#!/usr/bin/env perl
use strict;
use warnings;

use FindBin qw($Bin);
use lib "$Bin/../lib";
use Pheno::Ranker::CLI;

exit Pheno::Ranker::CLI->new( pod_file => __FILE__ )->run(@ARGV);

=head1 NAME

pheno-ranker: A script that performs semantic similarity in PXF/BFF data structures and beyond (JSON|YAML)

=head1 SYNOPSIS

 pheno-ranker -r <individuals.json> -t <patient.json> [-options]

   Arguments:
     * Cohort mode:
       -r, --reference <file>         JSON/YAML BFF/PXF file(s) (array/object), supports .gz

     * Patient mode:
       -t, --target <file>            JSON/YAML BFF/PXF file (object or single-object array), supports .gz 

   Options:
     -age                             Include age-related variables; excludes agent-like terms (BFF/PXF-only) [>no-age|age]
     -a, --align [path/basename]      Write alignment file(s). If not specified, default filenames are used [default: alignment.*]
     -append-prefixes <prefixes>      Prefixes for primary_key when #cohorts >= 2 [default: C]
     -config <file>                   YAML config file to modify default parameters [default: share/conf/config.yaml]
     -cytoscape-json [file]           Writes an undirected graph in Cytoscape-compatible JSON [default: graph.json]
     -e, --export [path/basename]     Export miscellaneous JSON files.

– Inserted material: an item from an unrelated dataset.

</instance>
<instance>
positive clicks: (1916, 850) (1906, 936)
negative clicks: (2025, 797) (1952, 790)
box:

If not specified, default filenames are used [default: export.*]
     -exclude-terms <terms>           Exclude BFF/PXF terms (e.g., --exclude-terms sex id) or column names in JSON-derived from CSV 
     -graph-stats [file]              Generates a text file with key graph metrics, for use with <-cytoscape-json> [default: graph_stats.txt]
     -graph-min-weight <number>        Keep graph edges with weight greater than or equal to this value
     -graph-max-weight <number>        Keep graph edges with weight less than or equal to this value
     -include-hpo-ascendants          Include ascendant terms from the Human Phenotype Ontology (HPO)
     -include-terms <terms>           Include BFF/PXF terms (e.g., --include-terms diseases) or column names in JSON-derived from CSV
     -max-matrix-records-in-ram <number> In cohort mode, set max records before switching to RAM-efficient mode (default: 5000)
     -matrix-format <format>          Matrix output format in cohort mode [>dense|mtx]
     -max-number-vars <number>        Maximum number of variables for binary string [default: 10000]
     -max-out <number>                Print only N comparisons [default: 50]
     -o, --out-file <file>            Output file path [default: -r matrix.txt | -t rank.txt]
     -poi, --patients-of-interest <id_list>   Export JSON files for the selected individual IDs during a dry-run
     -poi-out-dir <directory>         Directory for JSON files (used with --poi)
     -prp, --precomputed-ref-prefix [path/basename]   Use precomputed data for the reference cohort(s). No need to use --r
     -retain-excluded-phenotypicFeatures     Retains features set to "excluded": true by appending '_excluded' to their IDs
     -similarity-metric-cohort <metric>  Similarity metric for cohort mode [>hamming|jaccard]
     -sort-by <metric>                Sort by Hamming distance or Jaccard index [>hamming|jaccard]
     -w, --weights <file>             YAML file with weights

   Generic Options:
     -debug <level>                   Print debugging (from 1 to 5, being 5 max)
     -h, --help                       Brief help message
     -log                             Save log file [default: pheno-ranker-log.json]
     -man                             Full documentation
     -no-color                        Toggle color output [>color|no-color]
     -v, --verbose                    Verbosity on
     -V, --version                    Print version

=head1 SUMMARY

Pheno-Ranker is a lightweight, easy-to-install tool for performing semantic similarity analysis on phenotypic data in JSON/YAML formats, including Beacon v2 Models and Phenopackets v2. It also supports pre-processed CSV files prepared using the included C<csv2pheno-ranker> utility.

=head1 INSTALLATION

If you plan to only use C<pheno-ranker> CLI, we recommend installing it via CPAN. See details below.

=head2 Non containerized

The Perl command-line interface is tested on Linux, macOS, and Windows via GitHub Actions. The commands below focus on Debian-based Linux systems, where Perl 5 is typically available by default and extra CPAN modules can be installed with C<cpanminus>. On Windows, use Docker, WSL, or a Perl environment such as Strawberry Perl.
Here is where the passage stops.